Jean-Baptiste Pigalle (born January 26, 1714, Paris, France—died August 21, 1785, Paris) was a French sculptor noted for his stylistically varied and original works.
Born into a family of master carpenters, Pigalle began training as a sculptor at age 18 with Robert Le Lorrain and then studied with Jean-Baptiste Lemoyne. After failing to win the Prix de Rome in 1735, he studied independently in Rome at his own expense from 1736 to 1739. His most famous work is the statue Mercury Attaching His Wings (1744), a classicizing work conveying qualities of both graceful ease and youthful vitality.
Pigalle was made a member of the Royal Academy in 1744; his reception piece was a marble version of the Mercury. The statue became so popular that Louis XV commissioned a life-size marble version of it to present to Frederick II of Prussia in 1749. Pigalle was appointed a professor at the Royal Academy in 1752.

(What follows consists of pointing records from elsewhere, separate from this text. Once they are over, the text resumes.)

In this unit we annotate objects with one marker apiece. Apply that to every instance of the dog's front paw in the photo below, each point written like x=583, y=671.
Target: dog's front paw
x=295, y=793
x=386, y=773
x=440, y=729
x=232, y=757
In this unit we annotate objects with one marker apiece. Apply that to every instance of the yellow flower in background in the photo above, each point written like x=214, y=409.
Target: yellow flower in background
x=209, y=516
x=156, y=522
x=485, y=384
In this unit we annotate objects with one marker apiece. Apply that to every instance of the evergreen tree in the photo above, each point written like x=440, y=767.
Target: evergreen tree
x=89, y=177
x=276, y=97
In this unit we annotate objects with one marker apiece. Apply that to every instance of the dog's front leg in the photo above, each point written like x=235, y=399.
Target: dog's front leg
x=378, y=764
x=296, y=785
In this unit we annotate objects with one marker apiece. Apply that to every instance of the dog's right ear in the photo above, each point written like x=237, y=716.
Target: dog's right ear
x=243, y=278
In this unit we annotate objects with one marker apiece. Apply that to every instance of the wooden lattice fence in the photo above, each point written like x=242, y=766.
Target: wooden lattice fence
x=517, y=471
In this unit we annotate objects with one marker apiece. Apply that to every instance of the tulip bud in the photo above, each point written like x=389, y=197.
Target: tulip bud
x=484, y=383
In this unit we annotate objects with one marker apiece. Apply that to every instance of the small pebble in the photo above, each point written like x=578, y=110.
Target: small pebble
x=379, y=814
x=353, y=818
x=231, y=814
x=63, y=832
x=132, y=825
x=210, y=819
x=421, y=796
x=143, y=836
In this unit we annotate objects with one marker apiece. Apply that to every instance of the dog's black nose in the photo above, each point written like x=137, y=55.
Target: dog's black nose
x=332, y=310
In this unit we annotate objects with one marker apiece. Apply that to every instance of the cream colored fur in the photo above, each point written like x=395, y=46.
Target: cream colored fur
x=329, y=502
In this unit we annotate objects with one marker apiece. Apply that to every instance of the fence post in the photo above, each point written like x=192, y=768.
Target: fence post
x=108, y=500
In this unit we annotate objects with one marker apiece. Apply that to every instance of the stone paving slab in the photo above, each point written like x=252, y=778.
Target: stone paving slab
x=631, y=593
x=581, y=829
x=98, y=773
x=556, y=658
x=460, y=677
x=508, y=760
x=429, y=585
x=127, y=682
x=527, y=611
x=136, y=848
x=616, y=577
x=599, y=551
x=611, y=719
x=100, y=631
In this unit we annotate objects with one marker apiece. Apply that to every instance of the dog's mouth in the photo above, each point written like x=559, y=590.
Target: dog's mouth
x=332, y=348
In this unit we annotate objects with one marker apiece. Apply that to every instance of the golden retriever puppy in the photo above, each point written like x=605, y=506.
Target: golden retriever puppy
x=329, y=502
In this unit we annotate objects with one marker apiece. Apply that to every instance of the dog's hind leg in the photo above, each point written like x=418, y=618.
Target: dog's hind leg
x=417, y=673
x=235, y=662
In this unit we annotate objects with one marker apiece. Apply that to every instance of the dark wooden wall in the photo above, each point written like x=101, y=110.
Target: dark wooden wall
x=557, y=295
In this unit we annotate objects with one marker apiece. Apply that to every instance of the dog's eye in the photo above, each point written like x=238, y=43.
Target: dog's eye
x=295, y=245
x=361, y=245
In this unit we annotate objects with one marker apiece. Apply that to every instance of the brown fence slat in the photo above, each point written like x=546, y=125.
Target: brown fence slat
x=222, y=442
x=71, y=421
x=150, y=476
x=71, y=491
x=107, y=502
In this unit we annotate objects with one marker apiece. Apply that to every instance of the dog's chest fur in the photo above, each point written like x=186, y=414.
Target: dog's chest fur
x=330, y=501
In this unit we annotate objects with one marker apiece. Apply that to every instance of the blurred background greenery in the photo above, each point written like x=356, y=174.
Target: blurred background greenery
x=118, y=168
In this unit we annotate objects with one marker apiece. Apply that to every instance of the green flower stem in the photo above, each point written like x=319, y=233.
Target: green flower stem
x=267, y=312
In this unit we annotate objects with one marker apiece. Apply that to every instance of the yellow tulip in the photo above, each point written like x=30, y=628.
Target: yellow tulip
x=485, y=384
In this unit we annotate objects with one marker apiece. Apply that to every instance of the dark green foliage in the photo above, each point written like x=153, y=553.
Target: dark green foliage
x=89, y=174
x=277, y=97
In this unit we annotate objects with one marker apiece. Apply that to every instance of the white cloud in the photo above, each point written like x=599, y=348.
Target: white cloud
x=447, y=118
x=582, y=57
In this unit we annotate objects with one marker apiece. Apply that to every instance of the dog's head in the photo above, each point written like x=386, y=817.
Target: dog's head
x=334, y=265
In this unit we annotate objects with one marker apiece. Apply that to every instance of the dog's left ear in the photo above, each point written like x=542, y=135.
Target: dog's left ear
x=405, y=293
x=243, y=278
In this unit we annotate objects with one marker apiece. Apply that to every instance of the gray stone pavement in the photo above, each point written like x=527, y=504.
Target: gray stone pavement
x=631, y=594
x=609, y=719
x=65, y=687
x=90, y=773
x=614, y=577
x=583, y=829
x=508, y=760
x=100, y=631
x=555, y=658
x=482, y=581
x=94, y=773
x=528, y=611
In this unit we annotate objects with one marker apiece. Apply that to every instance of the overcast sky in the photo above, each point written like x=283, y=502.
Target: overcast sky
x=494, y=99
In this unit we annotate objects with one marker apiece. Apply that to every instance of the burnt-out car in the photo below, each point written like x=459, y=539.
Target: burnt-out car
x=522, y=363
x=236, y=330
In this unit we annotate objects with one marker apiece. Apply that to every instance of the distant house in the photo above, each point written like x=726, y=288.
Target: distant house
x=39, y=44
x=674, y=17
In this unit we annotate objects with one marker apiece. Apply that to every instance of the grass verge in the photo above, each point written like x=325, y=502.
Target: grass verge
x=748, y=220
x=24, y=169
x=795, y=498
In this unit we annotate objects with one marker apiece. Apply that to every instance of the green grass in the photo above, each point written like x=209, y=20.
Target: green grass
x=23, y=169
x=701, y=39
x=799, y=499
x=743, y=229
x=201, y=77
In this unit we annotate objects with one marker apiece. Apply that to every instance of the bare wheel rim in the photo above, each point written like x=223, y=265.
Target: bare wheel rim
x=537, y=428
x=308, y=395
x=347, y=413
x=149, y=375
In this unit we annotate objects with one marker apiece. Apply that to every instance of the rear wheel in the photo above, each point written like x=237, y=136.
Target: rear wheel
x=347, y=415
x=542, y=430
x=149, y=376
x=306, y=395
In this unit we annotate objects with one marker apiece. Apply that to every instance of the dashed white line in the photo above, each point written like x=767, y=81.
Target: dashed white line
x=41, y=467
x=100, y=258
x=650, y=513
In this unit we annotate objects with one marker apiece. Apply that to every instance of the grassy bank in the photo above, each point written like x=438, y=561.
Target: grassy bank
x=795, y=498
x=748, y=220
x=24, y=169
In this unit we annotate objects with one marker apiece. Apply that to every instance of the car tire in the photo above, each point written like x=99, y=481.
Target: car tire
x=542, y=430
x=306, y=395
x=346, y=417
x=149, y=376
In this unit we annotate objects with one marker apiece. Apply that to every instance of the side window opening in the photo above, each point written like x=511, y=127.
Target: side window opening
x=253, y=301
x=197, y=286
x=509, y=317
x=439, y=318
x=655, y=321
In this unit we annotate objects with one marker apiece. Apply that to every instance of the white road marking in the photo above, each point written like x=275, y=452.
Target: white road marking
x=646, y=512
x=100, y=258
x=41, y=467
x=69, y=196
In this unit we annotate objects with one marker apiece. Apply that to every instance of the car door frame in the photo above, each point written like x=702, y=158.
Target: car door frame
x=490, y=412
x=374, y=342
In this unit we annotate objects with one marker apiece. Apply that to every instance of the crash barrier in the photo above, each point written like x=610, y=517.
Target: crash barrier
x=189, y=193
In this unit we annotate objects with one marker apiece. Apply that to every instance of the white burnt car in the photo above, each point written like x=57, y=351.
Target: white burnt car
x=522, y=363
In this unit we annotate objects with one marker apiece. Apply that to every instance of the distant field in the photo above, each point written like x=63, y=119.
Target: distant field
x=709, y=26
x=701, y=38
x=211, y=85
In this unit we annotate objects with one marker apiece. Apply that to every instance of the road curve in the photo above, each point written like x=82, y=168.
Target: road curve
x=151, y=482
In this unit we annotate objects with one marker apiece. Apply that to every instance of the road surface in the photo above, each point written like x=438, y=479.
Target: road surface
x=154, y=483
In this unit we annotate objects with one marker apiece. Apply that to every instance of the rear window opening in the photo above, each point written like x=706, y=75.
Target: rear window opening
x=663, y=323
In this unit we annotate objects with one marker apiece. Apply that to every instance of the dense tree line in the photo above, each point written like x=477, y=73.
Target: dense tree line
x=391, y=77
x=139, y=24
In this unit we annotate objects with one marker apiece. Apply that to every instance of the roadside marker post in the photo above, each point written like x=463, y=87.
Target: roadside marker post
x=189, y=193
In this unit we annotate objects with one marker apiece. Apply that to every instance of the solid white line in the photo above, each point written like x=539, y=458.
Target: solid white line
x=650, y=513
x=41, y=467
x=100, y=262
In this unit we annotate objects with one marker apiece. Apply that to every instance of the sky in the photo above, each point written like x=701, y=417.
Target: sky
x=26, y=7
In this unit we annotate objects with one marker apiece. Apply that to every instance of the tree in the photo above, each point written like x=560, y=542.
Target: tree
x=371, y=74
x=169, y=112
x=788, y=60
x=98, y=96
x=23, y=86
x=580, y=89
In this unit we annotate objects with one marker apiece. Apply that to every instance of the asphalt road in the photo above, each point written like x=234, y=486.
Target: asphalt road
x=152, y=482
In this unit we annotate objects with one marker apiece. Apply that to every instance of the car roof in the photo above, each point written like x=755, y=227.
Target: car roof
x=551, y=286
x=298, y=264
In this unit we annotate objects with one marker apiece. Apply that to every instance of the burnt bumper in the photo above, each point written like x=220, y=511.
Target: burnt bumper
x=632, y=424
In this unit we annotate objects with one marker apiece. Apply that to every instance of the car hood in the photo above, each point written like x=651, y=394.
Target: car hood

Pigalle enjoyed the patronage of Madame de Pompadour from 1750 to 1758. He created several allegorical figure groups for her, such as Love and Friendship (1758), with some statues bearing her features in stylized form. He achieved considerable popularity with several smaller, decorative, sentimental studies of children done in a Rococo style, such as the Child with a Bird Cage (1750). He was also an original and intelligent portrait sculptor, as is evident in his forcefully observed bust of Diderot (1777) and in the Nude Voltaire (1776), an anatomically realistic rendering of the aged philosopher that caused a furor when first shown. Pigalle’s two most important late commissions were the tomb of the duc d’Harcourt (1769–76) and the grandiose and theatrically effective tomb of the comte de Saxe in Strasbourg (1753–76). Stylistically, Pigalle had difficulty combining his naturalistic tendencies with the conventional classicizing formulas of the time, but his sculptures almost always show qualities of daring, inventiveness, and charm.